De l’art de coincer les bulles
Charles Baroud, avec Nicolas Taccoen, doctorant à l’École polytechnique/CNRS et Deniz Gunes, chercheur au Centre de recherche Nestlé à Lausanne (Suisse) a réussi à identifier les conditions qui prolongent la « vie » des bulles dans les mousses.
En microfluidique, les effets des interfaces non miscibles deviennent dominants.
Les mousses sont partout : dans l’alimentaire comme pour la mousse au chocolat, dans la cosmétique avec la mousse à raser ou encore dans le bâtiment avec la mousse isolante utilisée pour les murs d’une habitation. Une mousse se compose de bulles qui sont des structures dynamiques pouvant fusionner entre elles, mais aussi croître ou diminuer et disparaître en l’espace de quelques secondes. L’enjeu des recherches menées par notre équipe est de stabiliser les bulles dans le temps afin que la mousse conserve son aspect et ses propriétés initiales le plus longtemps possible.
Des bulles caparaçonnées
La façon la plus courante de stabiliser une mousse est d’ajouter un émulsifiant moléculaire, composante essentielle qui stabilise les bulles d’air afin qu’elles ne fusionnent pas entre elles. Toutefois, une solution alternative déjà connue consiste à recouvrir la surface des bulles avec de petites particules solides, telles que par exemple des billes de protéines pour une mousse alimentaire.
Mais, jusqu’ici, on ne savait pas expliquer les équilibres physiques sous-jacents à cette approche. L’équipe de l’École polytechnique a été la première à y répondre, dans le cadre d’un contrat de recherche avec le groupe Nestlé. Ces travaux ont été publiés dans la revue Physical Review X.
Pourquoi faire des bulles ?
Les applications potentielles sont nombreuses. On peut imaginer d’utiliser des particules naturellement présentes dans les aliments pour stabiliser les mousses. Ces effets peuvent aussi être poussés en contrôlant la forme de ces particules ou les interactions entre elles, afin de produire des coques encore plus résistantes.
Les mousses étant présentes dans de nombreux domaines, des applications de ces résultats de recherche pourraient voir le jour dans l’industrie cosmétique, pharmaceutique ou encore dans le bâtiment. Dans le secteur du BTP, le béton cellulaire, composé de bulles qui sont recouvertes de particules de gravier ou de ciment, pourrait aussi bénéficier de ces avancées.

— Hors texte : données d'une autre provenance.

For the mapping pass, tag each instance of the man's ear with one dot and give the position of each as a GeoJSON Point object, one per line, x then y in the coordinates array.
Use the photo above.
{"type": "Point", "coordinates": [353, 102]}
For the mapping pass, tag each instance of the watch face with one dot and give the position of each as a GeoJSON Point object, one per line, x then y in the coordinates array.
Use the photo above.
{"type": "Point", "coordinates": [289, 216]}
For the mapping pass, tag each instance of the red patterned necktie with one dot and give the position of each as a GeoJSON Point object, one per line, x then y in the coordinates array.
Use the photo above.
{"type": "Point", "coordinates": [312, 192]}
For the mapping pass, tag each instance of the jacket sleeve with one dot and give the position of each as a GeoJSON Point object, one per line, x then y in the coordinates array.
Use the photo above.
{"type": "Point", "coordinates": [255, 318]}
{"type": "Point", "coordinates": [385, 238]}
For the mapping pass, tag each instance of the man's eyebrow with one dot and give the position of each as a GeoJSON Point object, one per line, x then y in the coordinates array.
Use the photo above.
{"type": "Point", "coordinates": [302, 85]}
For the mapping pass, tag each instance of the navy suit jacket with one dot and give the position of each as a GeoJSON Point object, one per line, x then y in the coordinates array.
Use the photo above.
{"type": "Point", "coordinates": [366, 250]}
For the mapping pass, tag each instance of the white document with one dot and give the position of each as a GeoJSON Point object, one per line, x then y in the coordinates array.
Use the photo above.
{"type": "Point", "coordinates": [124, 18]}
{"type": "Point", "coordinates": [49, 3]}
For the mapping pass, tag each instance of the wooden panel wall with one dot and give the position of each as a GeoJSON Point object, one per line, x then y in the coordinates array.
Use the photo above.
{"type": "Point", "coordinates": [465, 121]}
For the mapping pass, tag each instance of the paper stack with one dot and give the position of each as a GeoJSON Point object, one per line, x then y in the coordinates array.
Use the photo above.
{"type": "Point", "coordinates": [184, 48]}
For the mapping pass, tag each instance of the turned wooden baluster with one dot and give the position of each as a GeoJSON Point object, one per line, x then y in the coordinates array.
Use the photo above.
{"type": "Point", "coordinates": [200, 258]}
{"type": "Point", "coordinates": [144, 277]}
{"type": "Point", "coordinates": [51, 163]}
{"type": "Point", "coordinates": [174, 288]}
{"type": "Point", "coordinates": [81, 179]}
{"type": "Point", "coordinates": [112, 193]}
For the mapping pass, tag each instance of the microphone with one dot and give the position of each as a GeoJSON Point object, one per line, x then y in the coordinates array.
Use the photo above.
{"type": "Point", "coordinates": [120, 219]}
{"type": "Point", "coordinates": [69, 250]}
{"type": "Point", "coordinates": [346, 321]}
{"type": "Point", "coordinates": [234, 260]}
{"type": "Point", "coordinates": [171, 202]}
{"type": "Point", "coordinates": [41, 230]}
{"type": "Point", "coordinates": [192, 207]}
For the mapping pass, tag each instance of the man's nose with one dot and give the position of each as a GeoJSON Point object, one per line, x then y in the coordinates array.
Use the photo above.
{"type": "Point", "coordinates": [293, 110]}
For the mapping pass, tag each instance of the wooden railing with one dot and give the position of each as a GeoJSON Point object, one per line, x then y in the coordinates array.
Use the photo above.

Grâce à des bulles plus stables, le béton cellulaire ou béton de mousse pourrait être allégé tout en conservant ses qualités de résistance, et l’on pourrait imaginer des matériaux qui n’existent pas encore aujourd’hui avec une empreinte carbone réduite.
Une approche macroscopique complexe
L’approche microfluidique permet d’identifier et de comprendre les conditions qui conduisent à l’effondrement des bulles, à travers des mesures de la résistance d’une bulle unique qui est recouverte avec des particules. Mais quand on considère une mousse qui assemble plusieurs millions de bulles, le comportement global devient extrêmement complexe à étudier. Il y a donc toute une physique de la complexité qui entre en jeu, avec l’appel à des modèles théoriques – développés en collaboration avec Benjamin Dollet de l’université de Rennes‑I.
Des bulles aux gouttes
Les bulles et les gouttes sont très semblables du point de vue de la mécanique des fluides. Les mêmes techniques de microfluidique s’appliquent, mais avec des domaines d’application très différents. Par exemple, on peut faire de la biologie dans des gouttes : chaque goutte se transforme en microtube à essai, ce qui permet de faire des expériences sur des cellules individuelles, en manipulant une cellule (humaine ou bactérienne, etc.) unique par goutte par exemple. On accède alors à des phénomènes qui auraient été gommés par l’effet des grands nombres quand on fait des expériences à l’échelle plus macroscopique. Et comme les gouttes sont très petites, on peut réaliser un grand nombre d’expériences en parallèle sur un même support : plusieurs milliers sur 2 cm² !
Les bulles réservent encore des surprises
Notre technique spécifique, qui consiste à isoler une bulle unitaire dans un microcanal, a fait l’objet de dépôt de brevets par l’X. Elle permet de contrôler la taille de la bulle et sa couverture par des microparticules. On a pu ainsi évaluer l’incidence de la taille de ces microparticules sur la tenue des bulles, et se poser la question : vaut-il mieux utiliser de grandes ou de petites particules pour obtenir un meilleur résultat ? En fait, personne ne savait répondre à cette question. Et la réponse a été inattendue : la taille des particules n’a pas d’importance. Ce qui nous conduira à explorer d’autres paramètres à l’avenir comme la forme, la nature et les autres propriétés de ces particules.